Publius Sallustius Blaesus was a Roman senator active during the last half of the first century AD. He was suffect consul for the nundinium May–August 89 with Marcus Peducaeus Saenianus as his colleague. Despite his social rank, Blaesus is a shadowy figure about whom scholars have made numerous sumises.
The only fact of Blaesus' life that is certain is that he was a member of the Arval Brethren from at least as early as the year 78 to 91, when a gap in the records begins; when the records of the Arval Brethren resume in the year 101, he is no longer present. This has led some experts to conclude Blaesus died between the years 91 and 101.

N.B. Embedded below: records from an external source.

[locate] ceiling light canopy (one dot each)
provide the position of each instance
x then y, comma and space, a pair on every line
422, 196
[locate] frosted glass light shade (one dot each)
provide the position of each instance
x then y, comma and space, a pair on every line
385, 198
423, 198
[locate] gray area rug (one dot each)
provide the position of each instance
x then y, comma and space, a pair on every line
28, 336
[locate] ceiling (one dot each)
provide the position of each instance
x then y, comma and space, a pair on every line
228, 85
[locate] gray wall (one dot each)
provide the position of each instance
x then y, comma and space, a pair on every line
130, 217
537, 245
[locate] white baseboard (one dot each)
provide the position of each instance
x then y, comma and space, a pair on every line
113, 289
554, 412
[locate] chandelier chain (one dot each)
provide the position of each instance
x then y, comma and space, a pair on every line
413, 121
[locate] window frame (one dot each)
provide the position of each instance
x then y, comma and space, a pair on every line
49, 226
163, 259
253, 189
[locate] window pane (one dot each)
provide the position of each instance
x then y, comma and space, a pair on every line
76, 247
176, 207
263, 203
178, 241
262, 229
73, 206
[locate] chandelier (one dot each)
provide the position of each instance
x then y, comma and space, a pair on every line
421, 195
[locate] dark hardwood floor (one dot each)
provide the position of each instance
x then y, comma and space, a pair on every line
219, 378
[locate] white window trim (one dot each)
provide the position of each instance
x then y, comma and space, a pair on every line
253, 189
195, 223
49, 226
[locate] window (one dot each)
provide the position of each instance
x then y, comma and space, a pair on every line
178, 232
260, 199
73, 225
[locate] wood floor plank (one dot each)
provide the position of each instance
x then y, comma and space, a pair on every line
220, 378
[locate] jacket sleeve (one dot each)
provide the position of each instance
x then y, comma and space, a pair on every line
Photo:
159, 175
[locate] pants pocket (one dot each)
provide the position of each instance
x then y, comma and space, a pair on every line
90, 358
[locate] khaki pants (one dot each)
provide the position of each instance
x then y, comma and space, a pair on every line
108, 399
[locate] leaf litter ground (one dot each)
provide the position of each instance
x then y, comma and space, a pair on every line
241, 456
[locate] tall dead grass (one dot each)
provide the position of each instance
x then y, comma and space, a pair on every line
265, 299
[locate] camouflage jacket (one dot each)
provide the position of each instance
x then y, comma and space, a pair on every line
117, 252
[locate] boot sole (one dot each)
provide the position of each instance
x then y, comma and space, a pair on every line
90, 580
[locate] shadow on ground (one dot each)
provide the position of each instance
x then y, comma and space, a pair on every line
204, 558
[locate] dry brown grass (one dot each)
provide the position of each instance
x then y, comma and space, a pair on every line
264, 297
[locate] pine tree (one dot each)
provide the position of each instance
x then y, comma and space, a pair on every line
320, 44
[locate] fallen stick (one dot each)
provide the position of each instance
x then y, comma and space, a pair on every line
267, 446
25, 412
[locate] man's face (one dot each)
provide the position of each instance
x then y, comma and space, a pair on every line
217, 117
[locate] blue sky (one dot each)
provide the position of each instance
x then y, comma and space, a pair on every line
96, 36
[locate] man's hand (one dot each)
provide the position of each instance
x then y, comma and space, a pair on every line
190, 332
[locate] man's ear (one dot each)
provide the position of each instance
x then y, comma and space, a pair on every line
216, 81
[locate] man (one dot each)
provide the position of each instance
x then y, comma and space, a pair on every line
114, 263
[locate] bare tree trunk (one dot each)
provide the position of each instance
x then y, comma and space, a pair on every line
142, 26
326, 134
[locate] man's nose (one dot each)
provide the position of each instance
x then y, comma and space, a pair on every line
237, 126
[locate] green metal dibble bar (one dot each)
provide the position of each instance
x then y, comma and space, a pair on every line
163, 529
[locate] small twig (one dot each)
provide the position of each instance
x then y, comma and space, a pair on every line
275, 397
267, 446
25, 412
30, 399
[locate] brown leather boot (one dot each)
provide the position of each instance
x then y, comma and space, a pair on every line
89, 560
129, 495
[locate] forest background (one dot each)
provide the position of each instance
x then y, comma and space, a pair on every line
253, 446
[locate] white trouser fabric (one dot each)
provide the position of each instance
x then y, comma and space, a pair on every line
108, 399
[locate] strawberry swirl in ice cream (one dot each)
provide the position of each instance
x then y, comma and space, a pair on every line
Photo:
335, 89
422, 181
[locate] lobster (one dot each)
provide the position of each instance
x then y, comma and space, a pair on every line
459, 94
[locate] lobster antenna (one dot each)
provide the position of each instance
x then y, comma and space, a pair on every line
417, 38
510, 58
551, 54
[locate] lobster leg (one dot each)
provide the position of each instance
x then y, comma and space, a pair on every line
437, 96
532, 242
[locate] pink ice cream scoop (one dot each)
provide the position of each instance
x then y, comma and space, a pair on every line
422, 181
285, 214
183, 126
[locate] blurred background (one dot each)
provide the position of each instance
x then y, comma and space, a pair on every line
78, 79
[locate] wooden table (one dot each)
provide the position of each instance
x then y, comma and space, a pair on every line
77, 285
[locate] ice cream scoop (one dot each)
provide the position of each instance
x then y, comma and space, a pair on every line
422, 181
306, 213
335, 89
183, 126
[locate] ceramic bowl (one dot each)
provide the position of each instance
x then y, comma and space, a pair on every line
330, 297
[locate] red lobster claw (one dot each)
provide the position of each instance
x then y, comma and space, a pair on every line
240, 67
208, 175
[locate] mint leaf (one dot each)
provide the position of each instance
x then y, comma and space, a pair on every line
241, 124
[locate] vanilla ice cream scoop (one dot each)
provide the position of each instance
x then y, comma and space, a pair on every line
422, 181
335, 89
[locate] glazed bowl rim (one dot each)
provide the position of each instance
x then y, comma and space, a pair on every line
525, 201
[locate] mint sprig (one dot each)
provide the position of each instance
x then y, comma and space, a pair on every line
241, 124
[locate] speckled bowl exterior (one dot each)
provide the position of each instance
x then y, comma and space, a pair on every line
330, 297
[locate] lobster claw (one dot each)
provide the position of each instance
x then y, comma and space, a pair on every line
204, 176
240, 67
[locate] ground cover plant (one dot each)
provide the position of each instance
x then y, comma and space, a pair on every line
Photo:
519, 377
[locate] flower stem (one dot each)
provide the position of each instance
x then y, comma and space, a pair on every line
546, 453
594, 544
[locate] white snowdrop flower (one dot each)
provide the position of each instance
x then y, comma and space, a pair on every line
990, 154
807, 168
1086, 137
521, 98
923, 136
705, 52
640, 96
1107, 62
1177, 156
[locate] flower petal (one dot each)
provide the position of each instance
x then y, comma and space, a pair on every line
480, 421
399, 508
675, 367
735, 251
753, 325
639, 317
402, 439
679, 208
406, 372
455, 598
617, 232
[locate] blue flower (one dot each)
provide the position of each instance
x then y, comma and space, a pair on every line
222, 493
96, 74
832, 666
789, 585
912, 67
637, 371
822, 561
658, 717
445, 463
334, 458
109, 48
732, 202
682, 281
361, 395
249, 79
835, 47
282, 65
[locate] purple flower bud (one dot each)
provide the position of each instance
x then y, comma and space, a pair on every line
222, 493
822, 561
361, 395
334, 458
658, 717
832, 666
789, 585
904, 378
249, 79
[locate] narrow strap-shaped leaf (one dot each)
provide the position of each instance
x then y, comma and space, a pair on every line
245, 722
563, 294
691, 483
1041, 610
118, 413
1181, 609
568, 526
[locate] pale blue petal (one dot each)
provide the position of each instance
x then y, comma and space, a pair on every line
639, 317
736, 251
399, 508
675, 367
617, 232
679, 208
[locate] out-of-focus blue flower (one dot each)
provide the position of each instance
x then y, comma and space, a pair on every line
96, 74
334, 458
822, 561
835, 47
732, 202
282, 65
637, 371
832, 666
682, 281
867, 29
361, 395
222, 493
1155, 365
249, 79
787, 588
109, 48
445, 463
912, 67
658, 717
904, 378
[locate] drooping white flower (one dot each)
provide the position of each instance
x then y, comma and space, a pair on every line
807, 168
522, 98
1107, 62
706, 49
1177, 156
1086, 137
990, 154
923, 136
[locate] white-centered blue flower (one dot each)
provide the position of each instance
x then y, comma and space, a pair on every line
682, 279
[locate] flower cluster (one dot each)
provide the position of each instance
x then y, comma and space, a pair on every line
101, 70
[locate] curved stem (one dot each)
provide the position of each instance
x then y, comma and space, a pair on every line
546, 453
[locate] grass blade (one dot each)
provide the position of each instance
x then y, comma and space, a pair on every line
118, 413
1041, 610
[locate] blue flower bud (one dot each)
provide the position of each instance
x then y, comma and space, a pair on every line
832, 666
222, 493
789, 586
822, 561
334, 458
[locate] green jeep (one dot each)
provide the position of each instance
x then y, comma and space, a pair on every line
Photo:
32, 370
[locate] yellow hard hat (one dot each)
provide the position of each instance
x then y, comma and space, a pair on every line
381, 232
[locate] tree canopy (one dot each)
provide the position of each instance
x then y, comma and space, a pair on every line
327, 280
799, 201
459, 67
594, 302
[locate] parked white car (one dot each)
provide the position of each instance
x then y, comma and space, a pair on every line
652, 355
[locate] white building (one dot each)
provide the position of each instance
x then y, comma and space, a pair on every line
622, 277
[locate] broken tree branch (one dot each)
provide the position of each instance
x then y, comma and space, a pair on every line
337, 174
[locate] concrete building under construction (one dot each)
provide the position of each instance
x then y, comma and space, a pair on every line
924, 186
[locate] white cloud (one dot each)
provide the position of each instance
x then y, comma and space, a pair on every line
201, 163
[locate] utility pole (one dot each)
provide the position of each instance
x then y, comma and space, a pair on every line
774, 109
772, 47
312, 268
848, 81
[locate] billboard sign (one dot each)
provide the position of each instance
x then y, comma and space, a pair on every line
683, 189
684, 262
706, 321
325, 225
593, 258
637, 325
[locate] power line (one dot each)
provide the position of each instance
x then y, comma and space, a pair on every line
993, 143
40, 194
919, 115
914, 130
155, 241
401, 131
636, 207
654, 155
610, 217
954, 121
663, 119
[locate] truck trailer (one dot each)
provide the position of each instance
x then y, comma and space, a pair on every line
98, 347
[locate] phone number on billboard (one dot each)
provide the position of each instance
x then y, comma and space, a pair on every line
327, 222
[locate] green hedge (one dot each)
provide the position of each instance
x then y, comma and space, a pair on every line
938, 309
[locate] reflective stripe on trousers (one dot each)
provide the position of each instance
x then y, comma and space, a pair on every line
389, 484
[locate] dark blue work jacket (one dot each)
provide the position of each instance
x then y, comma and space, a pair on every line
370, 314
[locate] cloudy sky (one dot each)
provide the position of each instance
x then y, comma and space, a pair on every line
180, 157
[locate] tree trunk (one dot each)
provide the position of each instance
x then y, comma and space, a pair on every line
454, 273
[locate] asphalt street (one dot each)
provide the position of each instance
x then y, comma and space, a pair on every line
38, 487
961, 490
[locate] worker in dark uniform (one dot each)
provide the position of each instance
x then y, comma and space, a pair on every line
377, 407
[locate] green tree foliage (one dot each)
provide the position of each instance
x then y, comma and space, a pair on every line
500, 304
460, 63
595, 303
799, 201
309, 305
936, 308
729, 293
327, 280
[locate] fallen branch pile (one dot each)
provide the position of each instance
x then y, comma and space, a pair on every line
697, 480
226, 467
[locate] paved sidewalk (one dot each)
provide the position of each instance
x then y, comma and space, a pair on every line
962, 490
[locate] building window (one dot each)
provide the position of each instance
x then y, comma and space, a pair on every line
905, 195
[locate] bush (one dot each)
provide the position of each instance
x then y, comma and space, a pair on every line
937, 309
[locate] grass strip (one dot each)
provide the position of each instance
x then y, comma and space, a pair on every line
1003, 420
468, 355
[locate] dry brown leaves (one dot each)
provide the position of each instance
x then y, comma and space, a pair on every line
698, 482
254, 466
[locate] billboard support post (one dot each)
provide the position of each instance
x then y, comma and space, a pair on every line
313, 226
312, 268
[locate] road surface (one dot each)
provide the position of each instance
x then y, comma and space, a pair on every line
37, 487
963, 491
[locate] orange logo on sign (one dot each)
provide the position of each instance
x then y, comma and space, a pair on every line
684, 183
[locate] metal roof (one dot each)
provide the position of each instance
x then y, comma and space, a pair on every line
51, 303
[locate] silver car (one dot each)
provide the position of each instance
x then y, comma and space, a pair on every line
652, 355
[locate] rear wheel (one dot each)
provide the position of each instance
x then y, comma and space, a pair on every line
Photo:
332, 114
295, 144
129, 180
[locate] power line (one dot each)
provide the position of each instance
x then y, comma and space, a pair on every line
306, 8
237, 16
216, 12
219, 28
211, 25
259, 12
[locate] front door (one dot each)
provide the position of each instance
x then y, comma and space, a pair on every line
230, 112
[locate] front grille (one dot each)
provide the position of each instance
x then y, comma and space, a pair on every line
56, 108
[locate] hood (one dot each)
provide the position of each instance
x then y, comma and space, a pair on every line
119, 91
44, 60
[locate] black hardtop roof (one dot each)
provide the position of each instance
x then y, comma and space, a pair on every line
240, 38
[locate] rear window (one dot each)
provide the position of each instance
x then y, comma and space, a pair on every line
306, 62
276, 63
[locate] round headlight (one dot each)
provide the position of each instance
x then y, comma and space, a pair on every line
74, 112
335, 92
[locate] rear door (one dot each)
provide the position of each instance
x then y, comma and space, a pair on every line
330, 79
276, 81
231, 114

Ronald Syme, noting the difficulty of polyonymous names, proposed identifying Blaesus with another consular senator, Sallustius Lucullus, the date of whose consulate is not known. According to Suetonius, Lucullus was executed by the emperor Domitian for allowing a new type of lance to be named after him. Syme further suggests that Sallustius Blaesus had a second gentilicum, "Velleius", allowing him to be identified with one Velleius Blaesus, the subject of a letter Pliny the Younger wrote to his friend Calvisius: Pliny's letter tells how Blaesus, a rich but dying ex-consul, was targeted by a legacy hunter, another senator named Marcus Aquilius Regulus. Both Statius and Martial also refer to a recently deceased Blaesus, the friend of their wealthy patron Atedius Melior. Edward Champlin supports Syme's identification by pointing to an inscription from Ephesus that mentions a " Velleius P.? f. Tro. L. Sertorius anius Fuscus Saor Sallusus Bla Julius Agricola Caesonius", leading Champlin to suggest that "a new figure can emerge, the composite of three shadowy consulars who died in the latter years of the reign of Domitian, viz. P. Velleius P.f. Tro. Lucullus Sallustius Blaesus, cos. suff. 89."
However, P. Conole and Brian Jones point out since the records of the Arval Brethren "record his presence in Rome during every year of the first half of Domitian's reign for which complete minutes have survived, it is difficult to see how he could have managed to gain sufficient provincial experience in praetorian posts to merit appointment to Britain, an Imperial consular province." So while it is still possible Sallustius Blaesus is identical with the Velleius Blaesus of Pliny's anecdote, his identity with the poorly-documented governor of Britain is less likely.